# Sent an email to my professor but regret it now



## DeeperUnderstanding (May 19, 2007)

Basically, this is what happened:

_I sent an email to my professor on the 22nd, asking whether I should do my third speech on one topic or another topic. Since I didn't hear back from her, I went ahead and interviewed three people, and found three other sources for my speech. I also completed my outline, and finished everything other than actually giving the speech.

Today, I hear back from my professor, and she tells me to do my speech on the "other topic"?!?! WTF?!?!?!

So I sent her an email, saying that I would hurt the feelings of the people I personally interviewed, that they were 'expecting' me to give the speech on this particular topic, and that I valued them enough as friends that I didn't want to change my topic (for more information, the speech involves their family, and a family member in particular. Who was incredibly excited to have a speech given on him.)

However, I'm told that the speech "isn't appropriate to my audience, because more people have heard about the other guy I proposed giving the speech on." So therefore, I would: A.) offend the friends that I interviewed, and offend the person in particular that I was going to give the speech on, and B.) I would have to completely start from scratch, in order to research an entirely new topic.

It's an "informative speech", who cares if it's somebody that nobody in the audience has heard about? I'm 'informing them' about that person! Isn't that better than using someone who EVERYONE has heard about?

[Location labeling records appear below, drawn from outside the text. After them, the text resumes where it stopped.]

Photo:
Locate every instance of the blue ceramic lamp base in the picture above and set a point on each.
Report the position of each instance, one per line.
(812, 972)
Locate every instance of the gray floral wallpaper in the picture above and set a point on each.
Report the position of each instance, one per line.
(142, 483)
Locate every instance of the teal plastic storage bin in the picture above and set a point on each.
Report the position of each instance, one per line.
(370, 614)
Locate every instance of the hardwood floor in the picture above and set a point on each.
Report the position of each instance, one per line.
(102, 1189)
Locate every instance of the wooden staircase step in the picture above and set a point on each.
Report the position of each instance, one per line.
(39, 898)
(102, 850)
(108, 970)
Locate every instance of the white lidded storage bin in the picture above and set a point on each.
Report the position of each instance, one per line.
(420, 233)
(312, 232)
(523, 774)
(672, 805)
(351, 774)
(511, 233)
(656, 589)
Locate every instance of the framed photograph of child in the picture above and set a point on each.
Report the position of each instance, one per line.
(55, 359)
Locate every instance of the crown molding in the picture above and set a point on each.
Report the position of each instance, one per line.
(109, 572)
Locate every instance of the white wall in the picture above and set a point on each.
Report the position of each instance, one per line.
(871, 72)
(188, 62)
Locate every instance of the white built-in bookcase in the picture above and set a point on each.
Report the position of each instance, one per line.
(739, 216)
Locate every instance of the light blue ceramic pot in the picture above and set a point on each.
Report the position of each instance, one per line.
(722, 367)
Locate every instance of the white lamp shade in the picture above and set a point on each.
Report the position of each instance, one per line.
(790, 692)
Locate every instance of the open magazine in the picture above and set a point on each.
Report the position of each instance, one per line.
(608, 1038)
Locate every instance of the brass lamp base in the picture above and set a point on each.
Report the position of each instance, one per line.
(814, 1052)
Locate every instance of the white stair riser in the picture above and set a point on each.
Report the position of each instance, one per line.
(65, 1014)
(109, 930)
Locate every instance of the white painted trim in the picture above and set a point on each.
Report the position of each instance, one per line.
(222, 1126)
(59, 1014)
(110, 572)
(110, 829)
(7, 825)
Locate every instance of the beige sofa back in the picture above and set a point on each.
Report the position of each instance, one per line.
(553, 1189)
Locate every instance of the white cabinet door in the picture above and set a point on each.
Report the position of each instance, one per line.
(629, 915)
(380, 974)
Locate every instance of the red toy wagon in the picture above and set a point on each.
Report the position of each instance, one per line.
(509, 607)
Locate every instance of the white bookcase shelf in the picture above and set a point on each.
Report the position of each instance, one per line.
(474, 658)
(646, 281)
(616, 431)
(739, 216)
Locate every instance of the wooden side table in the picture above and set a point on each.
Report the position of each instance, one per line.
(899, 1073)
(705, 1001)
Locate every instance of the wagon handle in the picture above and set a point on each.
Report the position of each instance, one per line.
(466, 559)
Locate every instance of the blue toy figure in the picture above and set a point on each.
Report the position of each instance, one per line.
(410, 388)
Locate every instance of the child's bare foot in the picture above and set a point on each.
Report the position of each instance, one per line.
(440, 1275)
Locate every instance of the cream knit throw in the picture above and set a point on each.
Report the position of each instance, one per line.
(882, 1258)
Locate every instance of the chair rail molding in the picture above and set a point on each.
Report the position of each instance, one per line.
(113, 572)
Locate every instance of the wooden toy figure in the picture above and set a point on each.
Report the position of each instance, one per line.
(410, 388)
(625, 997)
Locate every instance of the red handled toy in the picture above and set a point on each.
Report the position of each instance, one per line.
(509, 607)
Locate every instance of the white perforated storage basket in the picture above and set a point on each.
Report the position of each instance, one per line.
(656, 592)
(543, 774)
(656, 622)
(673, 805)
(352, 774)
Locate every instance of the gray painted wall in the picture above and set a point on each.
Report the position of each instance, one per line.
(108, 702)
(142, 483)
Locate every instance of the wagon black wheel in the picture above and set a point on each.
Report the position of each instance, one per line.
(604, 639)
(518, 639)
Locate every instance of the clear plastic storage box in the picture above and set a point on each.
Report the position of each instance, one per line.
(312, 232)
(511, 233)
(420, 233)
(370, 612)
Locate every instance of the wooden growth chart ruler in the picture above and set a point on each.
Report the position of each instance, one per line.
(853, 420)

I haven't heard back from my professor, however I feel like I either overreacted, or I should have never emailed her at all, asking for advice. Because if she tells me that I can't do my speech on this, I'm gonna scream, because everyone is expecting me to (I promised to send the video footage to the guy I'm supposed to be talking about), and I have to give the speech on Jan 3rd, when I get back from Christmas break.

Oh, and did I mention that I'm also pissed off at my family? This is not a happy Christmas, not at all. :mum
_


----------



## Just Lurking (Feb 8, 2007)

Unless your teacher said she needs to approve speech topics, I'd guess you're in the clear. Just tell her you've already done a lot of work on it and don't want to start over since you only have a week left now.


----------



## DeeperUnderstanding (May 19, 2007)

Well, she doesn't need to approve speech topics, so it was pointless to write her.

I'm not going to worry about it. Just do my speech as is, and if she doesn't like it, screw her.


----------



## Sunshine009 (Sep 21, 2008)

^Do that, she doesn't need to approve them like you said, its more like a suggestion, so go ahead and stop worrying like you said. It is very aggravating in the extreme I agree with you someone doesn't get back like they should.

Everyone in your family has strengths and weaknesses. Try to concentrate on their strengths, avoid triggering their weaknesses


----------